Residents protest tax plan
Outside city hall, there were people passing out flyers. Inside, residents waited in line to get their chance to speak out.
With new taxes and fees likely on the horizon, people wanted to get their two cents in Monday on the city of Cape Coral’s plan to collect more money from utility rate payers and property owners.
Nearly everyone who spoke was against the proposed 10 percent public service tax to be assessed on electric bills, while nearly everyone on staff and on the dais said the city won’t be able to operate in the way it has without them.
Ordinance 28-13, as the measure is called, was moved up to the top of the agenda so people can ask questions of Mike Burton of Burton & Associates, the consultants who used their model to formulate the “financial diversification” City Manager John Szerlag is seeking.
The debate lasted nearly three hours. Szerlag said diversifying the city’s tax base, rather than simply raising the property tax rate, is important to protect the city’s credit rating and to diversify the city’s finances, while also once again spelling out the two futures Cape Coral has if they do or do not approve the new taxes.
“There is a new paradigm since the economic collapse. The city is on the tipping point with reserves and are avoiding capital improvement at the point where it can’t continue,” Burton said.
While there was some confusion as to how the numbers would be tabulated on the bill, there would be no charge on the first 500 kilowatt hours used per home, officials said.
Citizens didn’t agree. Nearly everyone who spoke during an oversized input session was against new taxes.
Those most opposed were business owners, who said the increase in their electric bills would prevent new business from entering and penalize them the most, since they use the most electricity.
“I looked selfish to ask for an exemption on business and they said nothing about it and that’s the answer I expected,” said Jim St. Amand. “I want to save something for the business people. The property taxes are supposed to pay for fire and police.”
Many of the speakers voiced their views and left after public input was over.
Still, council members explained their positions to those who remained.
“You suggest that you’re OK with a millage rate of 10. Would you put all your money into one basket?” Councilmember Derrick Donnell said. “This spreads things out. The target is $20 million, and we’re doing it in three ways.”
Councilmember Kevin McGrail commented on the empty seats.
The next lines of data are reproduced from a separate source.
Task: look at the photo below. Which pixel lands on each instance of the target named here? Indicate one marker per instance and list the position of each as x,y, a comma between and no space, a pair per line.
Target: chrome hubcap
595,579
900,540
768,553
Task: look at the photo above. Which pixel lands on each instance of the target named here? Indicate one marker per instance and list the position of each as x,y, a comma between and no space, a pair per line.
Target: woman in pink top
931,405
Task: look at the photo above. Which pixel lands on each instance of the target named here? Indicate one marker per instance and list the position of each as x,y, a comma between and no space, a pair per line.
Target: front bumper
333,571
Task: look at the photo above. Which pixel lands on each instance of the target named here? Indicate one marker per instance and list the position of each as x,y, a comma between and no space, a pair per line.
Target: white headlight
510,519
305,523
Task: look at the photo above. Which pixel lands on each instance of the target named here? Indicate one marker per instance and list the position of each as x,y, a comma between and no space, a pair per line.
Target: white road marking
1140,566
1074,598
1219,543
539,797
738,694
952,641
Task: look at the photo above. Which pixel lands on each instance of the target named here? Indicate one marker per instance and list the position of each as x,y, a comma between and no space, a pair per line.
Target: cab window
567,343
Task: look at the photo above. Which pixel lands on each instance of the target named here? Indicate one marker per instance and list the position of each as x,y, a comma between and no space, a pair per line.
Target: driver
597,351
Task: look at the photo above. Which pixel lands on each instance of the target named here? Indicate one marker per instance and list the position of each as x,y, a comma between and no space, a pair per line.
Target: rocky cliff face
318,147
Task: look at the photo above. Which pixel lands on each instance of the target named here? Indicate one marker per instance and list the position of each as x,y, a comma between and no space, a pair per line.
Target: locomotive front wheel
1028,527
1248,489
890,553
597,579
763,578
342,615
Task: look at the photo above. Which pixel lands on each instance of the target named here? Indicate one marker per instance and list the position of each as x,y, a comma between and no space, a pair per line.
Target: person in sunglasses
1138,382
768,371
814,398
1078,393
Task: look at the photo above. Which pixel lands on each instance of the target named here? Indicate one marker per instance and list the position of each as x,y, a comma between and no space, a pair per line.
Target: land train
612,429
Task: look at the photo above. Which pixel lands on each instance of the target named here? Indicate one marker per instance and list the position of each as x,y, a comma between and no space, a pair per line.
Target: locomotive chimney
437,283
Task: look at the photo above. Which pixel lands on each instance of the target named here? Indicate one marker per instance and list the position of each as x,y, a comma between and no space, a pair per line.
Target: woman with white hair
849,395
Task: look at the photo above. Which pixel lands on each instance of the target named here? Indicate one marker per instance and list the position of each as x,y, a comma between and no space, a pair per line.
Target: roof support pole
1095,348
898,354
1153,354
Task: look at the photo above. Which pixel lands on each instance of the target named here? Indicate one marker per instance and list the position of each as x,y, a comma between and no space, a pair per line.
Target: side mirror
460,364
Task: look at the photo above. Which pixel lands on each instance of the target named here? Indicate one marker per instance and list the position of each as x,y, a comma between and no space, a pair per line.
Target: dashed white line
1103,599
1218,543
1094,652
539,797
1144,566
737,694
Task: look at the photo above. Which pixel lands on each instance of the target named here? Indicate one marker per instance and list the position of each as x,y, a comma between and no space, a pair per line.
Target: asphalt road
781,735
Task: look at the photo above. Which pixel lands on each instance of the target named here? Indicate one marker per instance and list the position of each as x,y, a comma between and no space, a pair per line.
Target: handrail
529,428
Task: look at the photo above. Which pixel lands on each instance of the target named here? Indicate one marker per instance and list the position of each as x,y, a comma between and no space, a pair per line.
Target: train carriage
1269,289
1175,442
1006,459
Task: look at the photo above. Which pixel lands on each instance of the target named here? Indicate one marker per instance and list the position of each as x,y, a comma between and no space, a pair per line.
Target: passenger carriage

“The people who left have made up their minds. There’s no way roads in the North Cape will be paved if we continue like this,” McGrail said. “We’ll have no infrastructure, and to wait for growth is an empty promise.”
Councilmember Chris Chulakes-Leetz said the formula would penalize year-round residents while the vacant landowners would benefit from a reduction in the millage rate.
“To drop the millage rate, the unimproved properties will wipe out any tax benefit and investors would get a free ride from those who live here,” Chulakes-Leetz said.
Szerlag said city council can do as it wants, including rescind the public service tax, if it’s put into place.
He also said that everything he has told the public has not been fear mongering, as some have suggested.
“People are entitled to their own opinion, not their own facts,” Szerlag said. “We cannot operate like we have in the past because we don’t have a fund balance.”
The final vote on the public service tax is expected to come Monday at City Hall. The second step on the “diversification” ladder is expected to come in June when council will consider a 60 percent “fire services recovery assessment.”
The final would be to adjust the ad valorem rate to reach the target of $20 million (or about $150 per household) Szerlag figures the city will need to pay for capital improvements.